The Grand Canal, which cuts a 2,700-kilometre-long course from Beijing in the north to Hangzhou in the south, is extolled as a great water conservancy project of ancient China. It is also one of the longest of its kind in the world. It took three major engineering campaigns to bring the canal to its present shape:

First, the predecessor to the canal was the 150-kilometre-long Hangou Ditch dug near present-day Yangzhou in 485 B.C. (towards the end of the Spring and Autumn Period) in the State of Wu to link the Yangtze with the Huai River.

Second, during 1st-6th year (605-610 A.D.) of the Dayi reign of the Sui Dynasty, a canal 2,700 kilometres in length and 3070 metres in width-known as the "Sui Emperor Yangdi's South-North Grand Canal"—was dug with the capital city of Luoyang in the middle to connect the Haihe, Yellow, Huai, Yangtze, and Qiantang rivers into a unified water shipping network.

Third, during the Yuan Dynasty (1206-1368), Beijing became the northern terminal of a 1,794-kilometre-long canal that flows all the way to Hangzhou in Zhejiang Province by way of Hebei, Shandong and Jiangsu provinces.
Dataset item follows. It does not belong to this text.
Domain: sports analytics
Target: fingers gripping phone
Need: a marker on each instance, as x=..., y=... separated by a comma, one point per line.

This canal, known in history as the "Beijing-Hangzhou Grand Canal", was actually 900 kilometres shorter than its Sui-dynasty counterpart. Hence the difference between the South-North Grand Canal and the Beijing-Hangzhou Grand Canal.

In 1949 the Chinese government conducted a large-scale refurbishment of the Grand Canal. Some of the sections were widened or deepened, some of the zigzagging sections were straightened out, and a number of water conservancy and ship locks were added. Today, quite a few sections of this canal are large enough to accommodate large shipping fleets over 1,000 tons in capacity. The canal has also provided ample irrigation water for the farmlands on both sides. Cruise tours have been opened along the section that connects Hangzhou, Suzhou and Wuxi, to the delight of travellers from at home and abroad.